Ok, I now understand your point about using "-source 1.6" for documentation
purposes while keeping "-target 1.5" for Java5 compatibility. If Java5 is
what we decide upon to target, and we are intent upon choosing Java
version-specific implementations at runtime, I agree that we should definitely
set "-source 1.6" at a minimum.
Nevertheless, using a later JDK to build than you are targeting opens up the
possibility of unintended Java6 API references leaking into the source. I
realize that's exactly what you intended in this case, and use reflection to
choose the appropriate implementation for the runtime Java version. But
someone else might check in code that doesn't have such a check. Or you might
check it in yourself on accident. And the release coordinator would never
detect it at build time. Only if we ran tests under Java5 might we catch it
at runtime. More likely, we'd have to wait for some user to report it.
Again, I'm not against targeting Java6 if there's a compelling reason to do
so. I'm against generating release artifacts using a later JDK than we are
targeting.
Bottom line: get rid of the reflection. Either the performance improvement of
the Java6-specific getBytes(Charset) (along with other Java6-specific API) is
compelling enough to use it or we just deal with the Java5 getBytes(String).
The source/target values should be identical and release Java build version
should match the source/target or we risk a brittle build.
Jake
On Tue, 26 Feb 2013 11:48:43 -0800
Ralph Goers <ralph.go...@dslextreme.com> wrote:
No - I am actually using the Java 6 compiler and it is allowing
AbstractStringLayout to reference a method that is in Java 6 but not Java 5.
The code is actually testing if the method exists so it won't get an error
when running in Java 5 but will use a less efficient method instead. By
specifying the source we are documenting that Java 6 is the minimum compiler
version we support.
If specifying Java 6 for both source and target is what the majority thinks
is best I am OK with that. I actually have no pressing need to support Java 5
for my own purposes.
Ralph
On Feb 26, 2013, at 11:26 AM, Jacob Kjome wrote:
All "-source 1.6" does above and beyond 1.5 is allow for using "@Override"
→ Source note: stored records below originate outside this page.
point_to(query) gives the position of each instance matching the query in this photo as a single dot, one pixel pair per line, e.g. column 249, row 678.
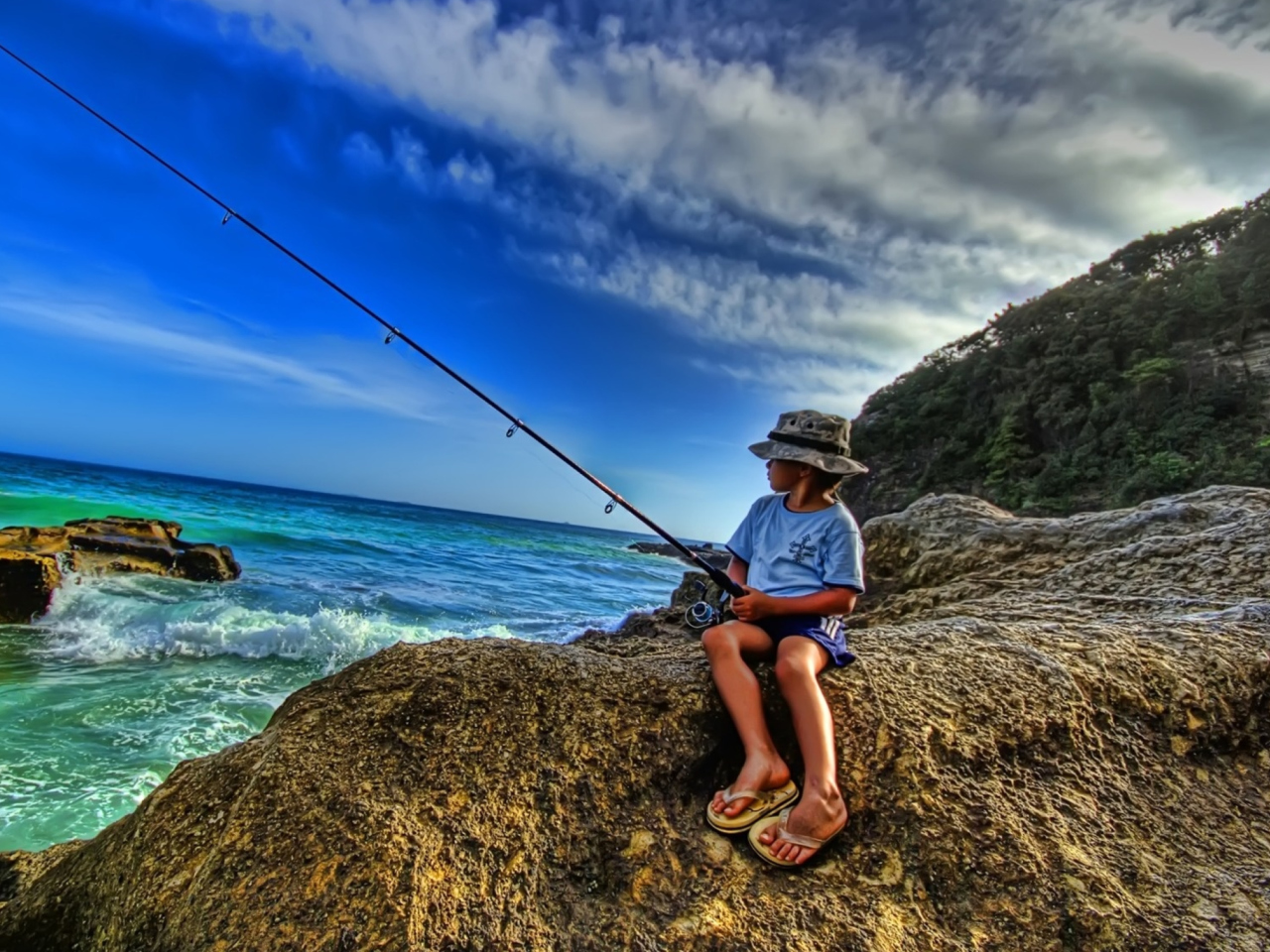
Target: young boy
column 799, row 556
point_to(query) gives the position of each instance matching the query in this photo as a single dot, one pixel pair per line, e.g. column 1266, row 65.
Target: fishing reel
column 702, row 615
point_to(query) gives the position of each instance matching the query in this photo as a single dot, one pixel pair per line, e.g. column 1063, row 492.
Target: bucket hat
column 810, row 436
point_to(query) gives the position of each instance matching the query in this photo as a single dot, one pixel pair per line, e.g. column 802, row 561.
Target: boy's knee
column 717, row 642
column 790, row 671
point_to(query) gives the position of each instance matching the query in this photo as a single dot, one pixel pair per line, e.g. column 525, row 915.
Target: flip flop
column 766, row 801
column 765, row 852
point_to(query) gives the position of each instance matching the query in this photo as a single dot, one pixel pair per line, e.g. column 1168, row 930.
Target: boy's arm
column 835, row 599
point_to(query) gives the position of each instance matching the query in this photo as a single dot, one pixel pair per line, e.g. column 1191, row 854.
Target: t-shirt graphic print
column 799, row 553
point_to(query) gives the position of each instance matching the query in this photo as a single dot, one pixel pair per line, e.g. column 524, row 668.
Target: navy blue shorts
column 829, row 634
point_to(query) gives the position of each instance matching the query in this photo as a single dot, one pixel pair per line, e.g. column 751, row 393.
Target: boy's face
column 783, row 475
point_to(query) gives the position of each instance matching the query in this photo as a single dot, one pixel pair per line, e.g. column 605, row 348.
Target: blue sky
column 644, row 227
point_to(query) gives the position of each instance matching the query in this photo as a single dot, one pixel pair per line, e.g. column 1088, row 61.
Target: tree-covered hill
column 1147, row 376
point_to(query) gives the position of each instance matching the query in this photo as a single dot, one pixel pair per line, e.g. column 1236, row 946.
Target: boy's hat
column 808, row 436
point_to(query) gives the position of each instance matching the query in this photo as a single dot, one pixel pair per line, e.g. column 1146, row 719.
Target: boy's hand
column 752, row 606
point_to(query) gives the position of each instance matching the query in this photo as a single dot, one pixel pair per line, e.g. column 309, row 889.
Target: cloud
column 330, row 372
column 807, row 184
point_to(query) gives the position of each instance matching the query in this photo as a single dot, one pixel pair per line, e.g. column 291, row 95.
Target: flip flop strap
column 795, row 838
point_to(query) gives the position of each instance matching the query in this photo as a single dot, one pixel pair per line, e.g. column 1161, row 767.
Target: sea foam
column 96, row 620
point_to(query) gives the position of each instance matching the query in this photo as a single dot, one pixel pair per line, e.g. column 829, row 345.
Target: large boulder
column 1037, row 758
column 32, row 560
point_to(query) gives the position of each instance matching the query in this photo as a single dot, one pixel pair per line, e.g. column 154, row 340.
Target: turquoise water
column 127, row 675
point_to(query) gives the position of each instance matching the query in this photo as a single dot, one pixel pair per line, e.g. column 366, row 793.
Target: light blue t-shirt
column 799, row 553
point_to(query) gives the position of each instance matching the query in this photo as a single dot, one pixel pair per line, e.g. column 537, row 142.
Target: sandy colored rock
column 27, row 583
column 1056, row 739
column 32, row 560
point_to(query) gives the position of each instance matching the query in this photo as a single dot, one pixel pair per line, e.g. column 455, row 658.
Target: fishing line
column 395, row 333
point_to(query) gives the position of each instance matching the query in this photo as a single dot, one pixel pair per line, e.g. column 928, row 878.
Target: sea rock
column 32, row 560
column 1056, row 738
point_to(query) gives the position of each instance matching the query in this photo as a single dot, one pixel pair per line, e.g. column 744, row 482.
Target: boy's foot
column 757, row 774
column 815, row 816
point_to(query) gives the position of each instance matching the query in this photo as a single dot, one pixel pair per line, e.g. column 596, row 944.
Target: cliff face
column 1056, row 738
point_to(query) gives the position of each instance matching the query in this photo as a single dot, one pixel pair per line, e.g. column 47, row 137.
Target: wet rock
column 1006, row 743
column 32, row 560
column 27, row 584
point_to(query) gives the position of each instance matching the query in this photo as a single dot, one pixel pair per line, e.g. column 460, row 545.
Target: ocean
column 127, row 675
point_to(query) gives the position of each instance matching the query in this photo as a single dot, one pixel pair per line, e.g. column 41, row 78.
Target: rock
column 717, row 557
column 1006, row 747
column 27, row 584
column 32, row 560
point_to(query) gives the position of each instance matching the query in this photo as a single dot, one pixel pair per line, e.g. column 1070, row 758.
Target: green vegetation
column 1147, row 376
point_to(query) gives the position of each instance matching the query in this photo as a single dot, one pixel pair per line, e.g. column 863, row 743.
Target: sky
column 645, row 229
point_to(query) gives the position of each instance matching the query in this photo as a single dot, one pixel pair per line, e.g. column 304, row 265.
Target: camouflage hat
column 808, row 436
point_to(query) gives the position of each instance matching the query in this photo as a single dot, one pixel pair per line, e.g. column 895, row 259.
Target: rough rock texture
column 32, row 560
column 1056, row 739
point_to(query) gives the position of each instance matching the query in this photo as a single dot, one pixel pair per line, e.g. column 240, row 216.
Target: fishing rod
column 394, row 333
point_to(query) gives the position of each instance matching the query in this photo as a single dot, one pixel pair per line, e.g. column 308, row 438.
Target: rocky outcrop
column 32, row 560
column 1056, row 738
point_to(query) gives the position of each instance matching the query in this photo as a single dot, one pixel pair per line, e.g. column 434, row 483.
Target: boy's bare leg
column 822, row 811
column 728, row 645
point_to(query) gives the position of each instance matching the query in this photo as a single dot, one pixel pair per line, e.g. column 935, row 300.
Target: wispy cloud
column 802, row 188
column 190, row 340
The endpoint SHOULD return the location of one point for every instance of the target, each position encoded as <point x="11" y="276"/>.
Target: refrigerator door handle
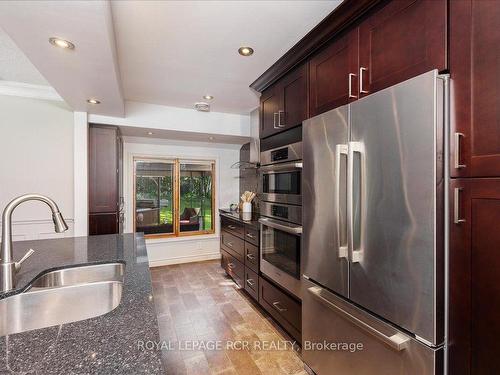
<point x="398" y="341"/>
<point x="339" y="151"/>
<point x="354" y="147"/>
on overridden interface methods, which is nice but not critical; certainly
no reason to switch to Java 6.
What you actually seem to be proposing to use "-target 1.6" because you wish
to bind to 1.6+ API. This will both prevent compilation with any JDK less
than 1.6 and allow for creating 1.6 compatible binaries under later JDKs.
If there is API in 1.6 that we simply can't live without to produce a
quality logging implementation, then go for it, since 1.5 is pretty outdated.
But if it's just minor stuff that could be worked around using existing 1.5
API, there are plenty of users stuck with JDK 1.5 that will be left out of
using Log4j2 for no good reason.
In any case, the bug is primarily in our release process rather than code.
It is due to the fact that we are generating official release artifacts
using a JDK (6 or 7) later than the specified target JDK (5). While javac
source/target allows for a flexible build system by not forcing everyday
users to install an older JDK in order to generate artifacts compatible with
documented target JDK, project release managers should *****always***** use
the documented target JDK to generate official release artifacts to avoid
accidentally introducing bindings to API that exists in later JDKs, but not
the documented target JDK that the project claims to be compatible with. Had
this been done, this issue would have been caught long before any official
release.
So, decide on a JDK to target and then actually use that JDK to generate
official release artifacts, rather than some arbitrary later one, and we'll
never run into this issue again.
Jake
On Mon, 25 Feb 2013 23:24:50 -0800
Ralph Goers <ralph.go...@dslextreme.com> wrote:
Remko found a bug in AbstractStringLayout where the code actually requires
Java 6 to compile although it should run fine with Java 5. Does anyone have
a problem with setting the compile source setting to 1.6 for Log4j 2? That
is actually what I have been building all the releases with anyway.